There was a time where getting in and out of the bath was nothing too taxing. Now it has become something else. I don’t possess a new-age sci-fi hoist type contraption (we are intending to move house sooner rather than later) so first time I showered after Tom went away last week was when my mum and our family friend were here to stay. Getting me out of the bath was quite the spectacle. It wasn’t exactly far removed from a Search and Rescue winching operation and I was half expecting to see a helicopter hovering above the house full of confused looking air-medic type folk. The operation was carried out in stages, successfully, each one with me being the only naked person amongst 3 grown women hanging out in my bathroom. I have come to the conclusion that being dressed doesn’t make it any easier being the person in need, so I think I might move to a commune and chill with some other wobbly naked people.

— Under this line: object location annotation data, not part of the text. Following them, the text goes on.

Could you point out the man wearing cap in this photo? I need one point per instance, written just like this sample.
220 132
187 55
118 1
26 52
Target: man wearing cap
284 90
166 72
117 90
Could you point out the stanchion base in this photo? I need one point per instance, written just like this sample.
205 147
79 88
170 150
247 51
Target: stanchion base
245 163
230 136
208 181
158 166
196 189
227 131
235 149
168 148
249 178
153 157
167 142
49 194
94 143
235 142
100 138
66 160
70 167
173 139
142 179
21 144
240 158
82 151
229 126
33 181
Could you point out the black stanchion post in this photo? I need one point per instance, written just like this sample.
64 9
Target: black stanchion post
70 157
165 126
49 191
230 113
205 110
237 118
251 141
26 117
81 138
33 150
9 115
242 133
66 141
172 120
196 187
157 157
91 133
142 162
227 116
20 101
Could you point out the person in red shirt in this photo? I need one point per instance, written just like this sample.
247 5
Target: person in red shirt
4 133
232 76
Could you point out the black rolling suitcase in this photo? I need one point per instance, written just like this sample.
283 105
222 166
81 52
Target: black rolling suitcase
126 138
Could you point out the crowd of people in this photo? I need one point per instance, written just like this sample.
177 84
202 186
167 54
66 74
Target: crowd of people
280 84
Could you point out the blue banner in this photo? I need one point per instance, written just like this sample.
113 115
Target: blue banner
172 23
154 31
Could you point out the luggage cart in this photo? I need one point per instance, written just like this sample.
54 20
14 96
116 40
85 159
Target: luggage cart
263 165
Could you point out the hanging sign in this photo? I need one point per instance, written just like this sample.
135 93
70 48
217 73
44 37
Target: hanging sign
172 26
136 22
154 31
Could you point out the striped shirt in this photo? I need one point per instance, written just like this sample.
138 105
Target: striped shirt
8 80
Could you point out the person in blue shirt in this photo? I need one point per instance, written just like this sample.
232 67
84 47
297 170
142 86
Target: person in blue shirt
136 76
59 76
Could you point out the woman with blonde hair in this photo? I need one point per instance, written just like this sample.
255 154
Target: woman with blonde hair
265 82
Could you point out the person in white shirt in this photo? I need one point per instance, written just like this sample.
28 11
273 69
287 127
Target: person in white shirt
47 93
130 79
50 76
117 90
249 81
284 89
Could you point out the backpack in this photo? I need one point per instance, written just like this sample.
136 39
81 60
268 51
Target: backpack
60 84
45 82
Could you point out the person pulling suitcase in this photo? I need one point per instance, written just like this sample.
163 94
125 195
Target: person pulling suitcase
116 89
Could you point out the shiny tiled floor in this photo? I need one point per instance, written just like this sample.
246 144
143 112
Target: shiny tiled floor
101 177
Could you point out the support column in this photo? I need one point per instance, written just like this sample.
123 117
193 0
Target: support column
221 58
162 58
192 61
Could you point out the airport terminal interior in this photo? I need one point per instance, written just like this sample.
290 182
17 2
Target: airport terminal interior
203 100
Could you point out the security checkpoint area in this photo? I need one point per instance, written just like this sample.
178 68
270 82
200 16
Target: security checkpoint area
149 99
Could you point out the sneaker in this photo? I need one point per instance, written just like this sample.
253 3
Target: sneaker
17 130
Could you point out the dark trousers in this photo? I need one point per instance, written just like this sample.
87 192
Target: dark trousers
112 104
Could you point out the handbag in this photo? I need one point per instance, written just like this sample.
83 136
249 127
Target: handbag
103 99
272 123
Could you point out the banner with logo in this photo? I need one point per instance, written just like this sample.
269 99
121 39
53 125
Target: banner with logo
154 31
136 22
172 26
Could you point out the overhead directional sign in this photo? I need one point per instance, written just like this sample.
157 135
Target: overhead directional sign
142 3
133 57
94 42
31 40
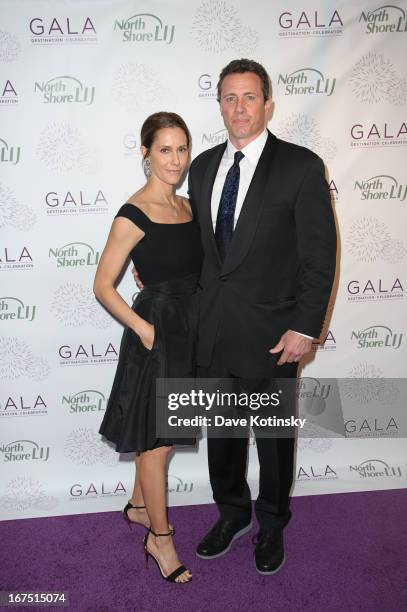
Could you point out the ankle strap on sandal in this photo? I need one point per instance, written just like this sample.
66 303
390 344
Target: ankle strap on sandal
129 506
157 535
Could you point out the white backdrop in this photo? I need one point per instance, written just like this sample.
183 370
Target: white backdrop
77 80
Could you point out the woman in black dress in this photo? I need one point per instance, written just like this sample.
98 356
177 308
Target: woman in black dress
156 228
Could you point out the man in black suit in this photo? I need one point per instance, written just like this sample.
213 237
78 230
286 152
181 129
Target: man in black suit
269 240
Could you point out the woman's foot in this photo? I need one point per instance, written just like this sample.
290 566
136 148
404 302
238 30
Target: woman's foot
138 515
163 549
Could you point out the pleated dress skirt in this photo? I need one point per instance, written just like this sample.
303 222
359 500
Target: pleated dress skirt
130 417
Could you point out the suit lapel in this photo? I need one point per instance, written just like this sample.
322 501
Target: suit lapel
252 206
207 187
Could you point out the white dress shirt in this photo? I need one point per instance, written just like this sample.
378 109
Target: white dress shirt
248 164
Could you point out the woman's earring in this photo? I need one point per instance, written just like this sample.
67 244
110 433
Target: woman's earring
147 167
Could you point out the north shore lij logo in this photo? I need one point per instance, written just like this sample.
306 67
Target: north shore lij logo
375 468
9 153
23 450
381 187
74 255
14 309
62 30
144 27
64 90
307 24
214 138
388 18
374 79
84 402
378 337
8 94
306 81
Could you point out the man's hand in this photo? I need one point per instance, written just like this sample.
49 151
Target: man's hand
137 279
295 346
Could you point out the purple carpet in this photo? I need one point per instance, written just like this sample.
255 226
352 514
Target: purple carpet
344 552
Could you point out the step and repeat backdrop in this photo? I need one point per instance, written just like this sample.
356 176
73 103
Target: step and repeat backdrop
77 79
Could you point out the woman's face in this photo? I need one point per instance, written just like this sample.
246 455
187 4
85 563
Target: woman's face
169 155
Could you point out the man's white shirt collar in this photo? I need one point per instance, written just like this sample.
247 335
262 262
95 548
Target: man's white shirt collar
252 151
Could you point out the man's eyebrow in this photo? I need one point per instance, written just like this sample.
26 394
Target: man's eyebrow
232 93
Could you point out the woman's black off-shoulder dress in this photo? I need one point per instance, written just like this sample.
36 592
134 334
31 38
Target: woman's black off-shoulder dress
168 259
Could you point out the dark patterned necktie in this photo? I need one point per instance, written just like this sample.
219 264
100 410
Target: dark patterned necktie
227 206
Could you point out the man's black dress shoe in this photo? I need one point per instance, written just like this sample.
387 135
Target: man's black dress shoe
269 551
220 538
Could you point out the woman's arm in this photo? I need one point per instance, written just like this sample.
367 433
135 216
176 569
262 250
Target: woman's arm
123 237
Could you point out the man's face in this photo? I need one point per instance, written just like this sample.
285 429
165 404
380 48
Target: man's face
243 107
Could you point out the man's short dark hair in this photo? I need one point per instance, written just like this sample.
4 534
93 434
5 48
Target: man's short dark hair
245 65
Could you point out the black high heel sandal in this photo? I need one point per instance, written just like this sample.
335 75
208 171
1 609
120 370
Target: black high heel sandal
126 509
177 572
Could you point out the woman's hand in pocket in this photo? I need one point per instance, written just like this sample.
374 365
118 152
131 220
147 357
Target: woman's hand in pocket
147 336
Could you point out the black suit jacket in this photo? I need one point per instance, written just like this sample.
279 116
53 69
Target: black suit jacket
279 269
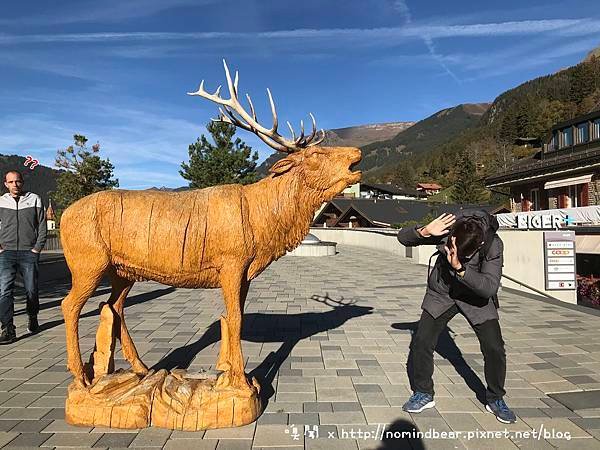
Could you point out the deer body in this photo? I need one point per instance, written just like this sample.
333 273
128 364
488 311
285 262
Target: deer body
222 236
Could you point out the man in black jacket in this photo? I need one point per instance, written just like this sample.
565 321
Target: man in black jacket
464 279
22 238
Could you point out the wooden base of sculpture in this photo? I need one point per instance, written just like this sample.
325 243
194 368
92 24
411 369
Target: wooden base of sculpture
174 400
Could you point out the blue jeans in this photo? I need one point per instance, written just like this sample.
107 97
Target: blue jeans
26 262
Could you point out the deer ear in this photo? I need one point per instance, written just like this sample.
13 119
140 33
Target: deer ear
283 165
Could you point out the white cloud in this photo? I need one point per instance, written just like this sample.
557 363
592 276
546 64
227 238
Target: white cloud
570 27
103 11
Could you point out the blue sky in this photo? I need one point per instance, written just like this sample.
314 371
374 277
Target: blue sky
118 71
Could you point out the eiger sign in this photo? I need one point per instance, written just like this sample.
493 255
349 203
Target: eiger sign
542 221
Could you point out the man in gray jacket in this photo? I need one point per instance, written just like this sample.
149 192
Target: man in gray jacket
22 238
464 279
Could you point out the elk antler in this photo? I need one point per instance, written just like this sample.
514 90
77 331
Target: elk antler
249 122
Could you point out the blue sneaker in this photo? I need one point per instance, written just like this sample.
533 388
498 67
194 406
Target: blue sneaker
418 402
501 411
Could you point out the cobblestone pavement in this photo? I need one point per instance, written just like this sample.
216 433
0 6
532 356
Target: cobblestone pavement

I’m 27 now and I still consider myself a novice to the whole ‘wheelchair-user’ thing. I’ve only really used a wheelchair most of the time since aged about 17, which is maybe why I’m still so acutely aware of people’s reactions to seeing someone in a wheelchair when I’m out in public. I’d like to think most of my family still see me as just ‘Lizzy’, not ‘Lizzy, the one in a wheelchair’. Unfortunately, and I suppose I am probably just as guilty of this presumption at times, I can immediately see that people see me as a wheelchair before my actual person. Amongst our family and close friends, we are allowed to make jokes about my bind to the chair on wheels and what purpose it serves in my life. I think making jokes makes it more acceptable that this is what my life is now, and when people know me I am also happy for them to take a stab at risky disability satire. What I find a bit unnerving and a little surprising is moments when strangers attempt this, not knowing at all how it might be received by said person-on-wheels. Luckily for the gentleman at the beach at the weekend, he came out unscathed. Mostly. When my stepdad was loading bags of towels and picnic food onto the back of my electric wheelchair he made a joke about finding a place to stow his other shoes and some beer. The man, who’d been sat there for all of three minutes with his dog, said “good idea, what else would she be useful for otherwise?”
My mental jaw dropped a little. I quickly retorted with “and providing grandchildren”, in a distinctly defensive tone with the agreement of my Mum and stepdad, but I don’t think he even heard anyway. Bugger. Oh well, stereotypes aren’t that bad, are they?
On the beach, not being very useful.